The playbook provides a six-step rationalization lifecycle that starts with identifying a need to determining a migration strategy including hosting alternatives.
Graves said this lifecycle should help reduce the risks agencies face as they modernize their systems.
“You should prioritize mission-critical systems for customer service and mission delivery,” she said. “There is a huge opportunity to incorporate cloud technologies into existing commercial services into this equation. It’s not simply automating existing ways of doing business but reimagining that digital world. This is one reason why at the outset you need to have the most critical mission owners with in-depth mission knowledge at the table.”
Focus on the customer
Chris Cairns, managing director at Skylight Digital and the co-founder of GSA’s 18F organization, said starting from the perspective of the end user is the one of the most important factors in the playbook.
“If you don’t understand what their needs, behaviors and pain points are from start to finish (a journey which often traverses the siloed structures of government), you fall into the trap of making assumptions about what’s best for them, which are often wrong, and ultimately designing a disjointed experience,” Cairns said by email. “I think this causes a glut of useless, unusable and duplicative applications that doesn’t support the end-to-end journey a user has to go through. I always hear from CIO organization that ‘we implemented it, but the business/customer doesn’t use it.’ That’s usually because it wasn’t implemented in a user-centric way. The need for application rationalization is really just a symptom of the root-cause problem: A lack of focus on the user experience. We need more investment on providing guidance on how to do that well.”
Cairns said the next logical step would be to create a playbook around creating a cohesive user experiences as part of application rationalization.

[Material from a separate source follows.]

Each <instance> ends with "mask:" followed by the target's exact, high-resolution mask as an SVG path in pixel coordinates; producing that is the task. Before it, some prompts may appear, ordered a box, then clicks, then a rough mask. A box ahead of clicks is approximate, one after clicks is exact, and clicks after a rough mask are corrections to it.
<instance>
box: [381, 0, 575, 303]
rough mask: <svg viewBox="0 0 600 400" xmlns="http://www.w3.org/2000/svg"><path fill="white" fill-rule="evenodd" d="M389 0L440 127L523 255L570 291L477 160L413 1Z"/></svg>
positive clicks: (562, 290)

“I would like to see more investment from federal IT leadership in thinking about how to ‘rationalize’ the disjointed services that citizens, businesses, etc. experience on a daily basis. The reason these services are so disjointed is because their design reflects the siloed structures of government, when they should be designed to reflect the end-to-end task or transaction that needs to be performed, regardless of structure,” he said. “Let’s rationalize that. I also think such an outside-in view, as opposed to an inside-out view, would lead to even smarter rationalization of applications because you’re looking at things from the perspective of the actual users.”

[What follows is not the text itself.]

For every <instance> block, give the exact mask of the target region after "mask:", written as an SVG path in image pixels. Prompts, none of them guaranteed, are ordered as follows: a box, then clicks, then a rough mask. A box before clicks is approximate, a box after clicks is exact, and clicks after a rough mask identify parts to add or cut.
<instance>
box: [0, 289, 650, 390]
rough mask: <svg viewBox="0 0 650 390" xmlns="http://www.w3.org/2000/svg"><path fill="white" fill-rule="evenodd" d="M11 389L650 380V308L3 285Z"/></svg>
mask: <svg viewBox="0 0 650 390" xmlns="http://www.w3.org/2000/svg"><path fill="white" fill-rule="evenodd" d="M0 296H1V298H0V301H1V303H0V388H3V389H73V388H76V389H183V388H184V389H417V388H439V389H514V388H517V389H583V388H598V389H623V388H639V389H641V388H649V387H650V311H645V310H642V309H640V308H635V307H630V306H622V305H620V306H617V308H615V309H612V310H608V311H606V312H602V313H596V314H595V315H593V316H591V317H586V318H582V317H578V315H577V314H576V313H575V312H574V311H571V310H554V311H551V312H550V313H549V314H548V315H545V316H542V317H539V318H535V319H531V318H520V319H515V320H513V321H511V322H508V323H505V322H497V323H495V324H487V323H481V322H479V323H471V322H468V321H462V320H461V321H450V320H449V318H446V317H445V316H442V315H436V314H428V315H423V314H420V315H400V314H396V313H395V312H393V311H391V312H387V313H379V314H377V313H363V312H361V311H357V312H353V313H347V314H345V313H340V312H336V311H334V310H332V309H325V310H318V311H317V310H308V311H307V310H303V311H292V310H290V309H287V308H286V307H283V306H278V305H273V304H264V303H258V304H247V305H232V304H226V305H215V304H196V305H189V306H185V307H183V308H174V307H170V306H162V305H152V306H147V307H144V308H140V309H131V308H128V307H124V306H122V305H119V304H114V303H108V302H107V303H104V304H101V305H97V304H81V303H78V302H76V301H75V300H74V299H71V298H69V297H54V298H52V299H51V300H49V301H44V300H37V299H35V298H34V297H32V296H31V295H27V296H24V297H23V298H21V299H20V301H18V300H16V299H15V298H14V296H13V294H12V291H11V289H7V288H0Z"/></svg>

The CIO Council fully intends to update the playbook as best practices and new requirements emerge.
“Every agency has always performed at least some application rationalization, which begins whenever a new application is launched. We’re now building upon this initial process to gather all the (apparent and not-so apparent) information about cost, risk, business resiliency and service delivery,” the GSA spokeswoman said. “We speak with all components involved with an application, gathering as much information as possible to support informed business decision-making. We aim to track the total cost of operation over time, to clearly see where efficiencies can be gained. The Application Rationalization Playbook is intended to be a living document, and as we collaborate with, and learn from, our communities of practice and centers of excellence, the lessons we learn will be added to the playbook. Since every agency has a different core business mission, the playbook is knowledge-based reference, and each agency can pick and choose their rationalization decision points, as it makes sense for their environment.”